You will write a program that can be used to retrieve the contents of a file stored on an FTP server without using any existing FTP client program. (In particular, you should not use Python's ftplib.) You are welcome to write your program in any language. Most of you will find Python easiest, because our textbook has information about writing TCP clients in Python. Another likely contender would be Java, for which examples are available from previous editions of our textbook.

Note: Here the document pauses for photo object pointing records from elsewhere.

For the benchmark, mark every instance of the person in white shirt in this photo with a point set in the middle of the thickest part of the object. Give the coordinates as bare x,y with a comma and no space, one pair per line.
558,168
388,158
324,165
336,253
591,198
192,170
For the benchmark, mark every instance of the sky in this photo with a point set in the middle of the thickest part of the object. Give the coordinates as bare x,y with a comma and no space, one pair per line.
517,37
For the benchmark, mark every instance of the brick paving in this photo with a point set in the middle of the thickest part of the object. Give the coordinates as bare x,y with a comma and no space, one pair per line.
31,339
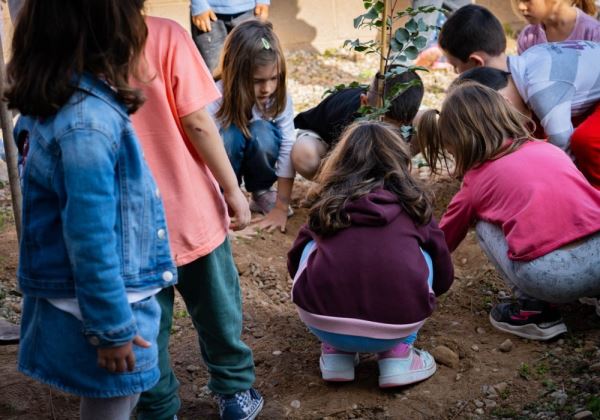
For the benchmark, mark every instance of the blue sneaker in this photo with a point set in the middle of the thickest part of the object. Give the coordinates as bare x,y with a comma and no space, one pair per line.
243,405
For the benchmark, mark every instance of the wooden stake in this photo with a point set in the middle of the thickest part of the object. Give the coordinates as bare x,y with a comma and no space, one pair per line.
384,51
10,148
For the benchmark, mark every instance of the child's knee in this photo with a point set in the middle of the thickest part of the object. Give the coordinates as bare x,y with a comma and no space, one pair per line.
306,156
265,132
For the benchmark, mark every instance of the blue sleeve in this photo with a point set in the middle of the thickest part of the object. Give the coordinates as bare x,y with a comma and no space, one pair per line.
89,217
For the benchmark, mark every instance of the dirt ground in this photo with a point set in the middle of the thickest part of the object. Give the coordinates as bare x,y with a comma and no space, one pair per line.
530,380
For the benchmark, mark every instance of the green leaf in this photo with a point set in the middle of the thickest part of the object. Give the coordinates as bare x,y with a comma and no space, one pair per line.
420,42
395,45
411,52
412,26
401,35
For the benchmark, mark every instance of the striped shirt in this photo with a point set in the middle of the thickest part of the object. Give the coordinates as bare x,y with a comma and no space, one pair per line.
558,81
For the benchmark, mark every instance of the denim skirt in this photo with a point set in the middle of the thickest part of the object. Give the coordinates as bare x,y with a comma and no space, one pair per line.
53,350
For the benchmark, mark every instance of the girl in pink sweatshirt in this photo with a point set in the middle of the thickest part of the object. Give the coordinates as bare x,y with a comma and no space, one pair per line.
536,217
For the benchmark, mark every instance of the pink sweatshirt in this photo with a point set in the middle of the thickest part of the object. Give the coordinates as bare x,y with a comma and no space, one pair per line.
586,29
536,194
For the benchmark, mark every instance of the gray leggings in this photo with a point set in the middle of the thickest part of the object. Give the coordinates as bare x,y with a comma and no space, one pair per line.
117,408
562,276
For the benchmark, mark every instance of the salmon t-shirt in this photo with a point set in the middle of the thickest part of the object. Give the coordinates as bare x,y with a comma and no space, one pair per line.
176,85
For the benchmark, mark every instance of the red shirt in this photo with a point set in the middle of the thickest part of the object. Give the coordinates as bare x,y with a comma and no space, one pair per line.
535,194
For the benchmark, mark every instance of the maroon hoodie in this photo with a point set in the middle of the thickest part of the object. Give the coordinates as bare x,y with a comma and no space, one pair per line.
371,277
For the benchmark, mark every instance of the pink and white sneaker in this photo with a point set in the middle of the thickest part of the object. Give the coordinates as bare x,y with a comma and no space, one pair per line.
403,365
337,366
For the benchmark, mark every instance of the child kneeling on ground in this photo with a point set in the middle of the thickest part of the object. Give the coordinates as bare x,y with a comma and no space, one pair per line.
536,217
319,128
371,259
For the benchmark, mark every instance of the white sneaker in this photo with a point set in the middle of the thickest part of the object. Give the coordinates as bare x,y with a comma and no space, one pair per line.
397,371
593,302
337,366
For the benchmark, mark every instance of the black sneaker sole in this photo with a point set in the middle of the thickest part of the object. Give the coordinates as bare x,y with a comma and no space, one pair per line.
531,331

For full information on the application-layer protocol you will be using, see RFC 959.
Retrieve the file /pub/cs126/nbody/3body.txt
using telnet to ftp.cs.princeton.edu's port 21. That is,
type the relevant FTP protocol commands (USER
, PASS
, PASV
, RETR
, QUIT
) by hand and, when the response to PASV
comes back, open a second telnet connection (in another window) to the specified data port. For the USER
command, you should specify anonymous
, and for PASS
, you should use anonymous@gustavus.edu
.
You should also repeat the process but this time give the PASS
command a password that starts with -
. Note the simplification in responses that results. This simplification is a non-standard feature of the particular ftp server used at Princeton, so it isn't really good to rely upon, but it may be helpful for getting your program to work sooner.
Finally, it would be be good to try out the NLST
command within the protocol; I particularly suggest
NLST /pub/cs126/nbody/*.txt
This command should be preceded by a PASV
command and the opening of a separate telnet to the data port, just as with RETR
. You can try out both NLST
and RETR
in a single control connection to the ftp server, but each will need to use a separate data connection, so each will need to be preceded by its own PASV
command.
Write a program that opens up a socket connected to ftp.cs.princeton.edu
's port 21 and engages in the appropriate communication so as to retrieve /pub/cs126/nbody/3body.txt
, printing the resulting lines of text on the standard output. This will entail also opening up a second port for the data connection.
Initially, to get something working quickly, you should use a password that begins with -
so that you don't get any multi-line responses, and although you'll need to read in each response before proceeding to the next command, you can assume that the responses from the server all indicate success. Also, at this point in your program's development, you can assume that the ftp server does not expect an ACCT
command after USER
and PASS
. (This assumption is correct for Princeton's server and most others in current use.) Your program at this point will only earn you partial credit because it isn't truly conforming to the FTP specification, but it should print the correct lines of output if all goes well.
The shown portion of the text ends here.